El Señor y yo anduvimos por espacio de cuarenta minutos por un agreste paraje salpicado de rocas y troncos secos.
—Mi padre se va a poner hecho un verraco —dije en cierto momento—. Es el segundo coche que le despeño por un barranco en lo que va de mes.
—Ya que estamos con el tema; ¿no crees que últimamente llevas una vida un tanto disoluta?
Subimos una pequeña loma y llegamos a una zona asfaltada, en el centro de la cual se encontraba una construcción de tres plantas con tres focos móviles cuyos haces de luz barrían el cielo nocturno. En la entrada del edificio, unas letras de neón anunciaban CLUB LA PUERTA DEL CIELO.
—¿Es esto? —pregunté.
—Sí. Quién lo diría, ¿eh?
—Sí, bueno, es… ¡Es genial!
—Gracias. —El Señor parecía orgulloso.
—Guau. ¡Un puticlub!
—¡Ejem! —carraspeó Dios—. Se trata más bien de un piano-bar.
—Un piano-bar, sí, hombre, y un cipote.
—No te hagas ilusiones; esto es solo la antesala que construí para disimular una entrada a mi Reino desde la Tierra. El Cielo es la típica mariconada de nubes blancas.
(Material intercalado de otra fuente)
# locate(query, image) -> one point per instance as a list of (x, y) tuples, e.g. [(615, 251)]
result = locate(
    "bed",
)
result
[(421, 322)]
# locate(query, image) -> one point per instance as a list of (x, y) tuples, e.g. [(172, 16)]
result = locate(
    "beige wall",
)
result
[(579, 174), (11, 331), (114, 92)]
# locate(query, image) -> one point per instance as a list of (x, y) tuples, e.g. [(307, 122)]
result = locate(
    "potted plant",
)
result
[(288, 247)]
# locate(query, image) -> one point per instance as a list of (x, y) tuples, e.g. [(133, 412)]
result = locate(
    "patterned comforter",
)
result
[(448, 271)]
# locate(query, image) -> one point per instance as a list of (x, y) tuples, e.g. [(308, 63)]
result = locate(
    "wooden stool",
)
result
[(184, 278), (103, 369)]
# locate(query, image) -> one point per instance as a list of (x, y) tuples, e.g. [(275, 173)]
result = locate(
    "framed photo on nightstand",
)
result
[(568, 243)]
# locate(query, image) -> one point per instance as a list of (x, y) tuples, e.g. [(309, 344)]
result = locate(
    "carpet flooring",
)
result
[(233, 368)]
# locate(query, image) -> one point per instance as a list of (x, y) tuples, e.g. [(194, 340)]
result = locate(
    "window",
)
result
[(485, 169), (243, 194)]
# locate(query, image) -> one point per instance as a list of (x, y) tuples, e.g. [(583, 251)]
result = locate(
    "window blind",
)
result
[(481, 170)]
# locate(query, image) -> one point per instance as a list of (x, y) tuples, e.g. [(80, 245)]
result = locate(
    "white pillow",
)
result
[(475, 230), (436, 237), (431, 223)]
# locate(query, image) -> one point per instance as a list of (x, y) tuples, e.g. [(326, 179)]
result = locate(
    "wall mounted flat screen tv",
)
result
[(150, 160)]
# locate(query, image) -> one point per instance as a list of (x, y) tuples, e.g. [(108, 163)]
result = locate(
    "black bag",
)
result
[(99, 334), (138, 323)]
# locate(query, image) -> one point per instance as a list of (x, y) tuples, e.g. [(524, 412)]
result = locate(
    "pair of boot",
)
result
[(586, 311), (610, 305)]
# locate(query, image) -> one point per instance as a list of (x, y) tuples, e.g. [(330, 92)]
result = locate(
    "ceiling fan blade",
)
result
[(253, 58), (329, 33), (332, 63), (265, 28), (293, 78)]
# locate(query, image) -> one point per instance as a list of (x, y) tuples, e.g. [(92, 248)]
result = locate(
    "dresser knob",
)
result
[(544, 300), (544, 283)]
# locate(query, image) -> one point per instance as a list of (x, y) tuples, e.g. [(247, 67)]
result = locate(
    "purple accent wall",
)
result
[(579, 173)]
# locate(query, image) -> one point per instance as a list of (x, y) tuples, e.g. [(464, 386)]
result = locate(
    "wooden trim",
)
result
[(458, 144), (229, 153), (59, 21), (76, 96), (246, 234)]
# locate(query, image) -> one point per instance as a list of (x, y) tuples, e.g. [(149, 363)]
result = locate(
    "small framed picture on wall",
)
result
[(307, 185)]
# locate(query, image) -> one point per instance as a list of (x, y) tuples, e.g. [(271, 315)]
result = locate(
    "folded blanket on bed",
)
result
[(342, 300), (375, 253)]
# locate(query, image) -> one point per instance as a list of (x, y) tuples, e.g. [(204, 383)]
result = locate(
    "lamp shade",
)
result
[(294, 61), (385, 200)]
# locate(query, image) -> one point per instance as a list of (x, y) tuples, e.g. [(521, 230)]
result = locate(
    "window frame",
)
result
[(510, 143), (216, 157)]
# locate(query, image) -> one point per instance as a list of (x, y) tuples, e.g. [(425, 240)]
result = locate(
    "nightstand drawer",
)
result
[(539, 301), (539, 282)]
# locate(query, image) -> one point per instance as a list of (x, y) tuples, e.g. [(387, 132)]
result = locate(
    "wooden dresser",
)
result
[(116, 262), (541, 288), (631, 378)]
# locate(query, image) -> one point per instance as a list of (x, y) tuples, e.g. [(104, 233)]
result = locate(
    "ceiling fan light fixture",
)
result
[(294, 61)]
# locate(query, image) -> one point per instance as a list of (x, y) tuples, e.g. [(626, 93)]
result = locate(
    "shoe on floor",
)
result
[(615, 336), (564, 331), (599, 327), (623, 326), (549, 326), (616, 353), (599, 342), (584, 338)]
—Bueno, pero nos quedará algo de tiempo para pimplarnos unos cubatas y parlamentar con tus asalariadas, ¿no? —dije subiendo las escaleras de la entrada.
Un estridente ruido de sirenas me enfrió los ánimos. Cuatro coches patrulla frenaron en el aparcamiento de La Puerta del Cielo quemando asfalto.
—¿Cómo ha llegado toda esta gente hasta aquí? —se preguntó el Señor.
—“Carretera Secundaria que Nadie Conoce” —rezongué—. Tú y tus ideas.
Dos agentes salieron de cada coche, escudándose tras las puertas y apuntándonos con rifles de asalto.
—¡Esto es una redada! —dijo tras un megáfono el Poli Cabrón que nos había parado antes—. ¡A ver, acercaos muy despacio vosotros dos, el de las barbas y el que va disfrazado de torero!
            Eché un vistazo a mi atuendo y acto seguido miré inquisitivamente al Señor.
            —Es la última vez que empino el codo —aseguró el Creador.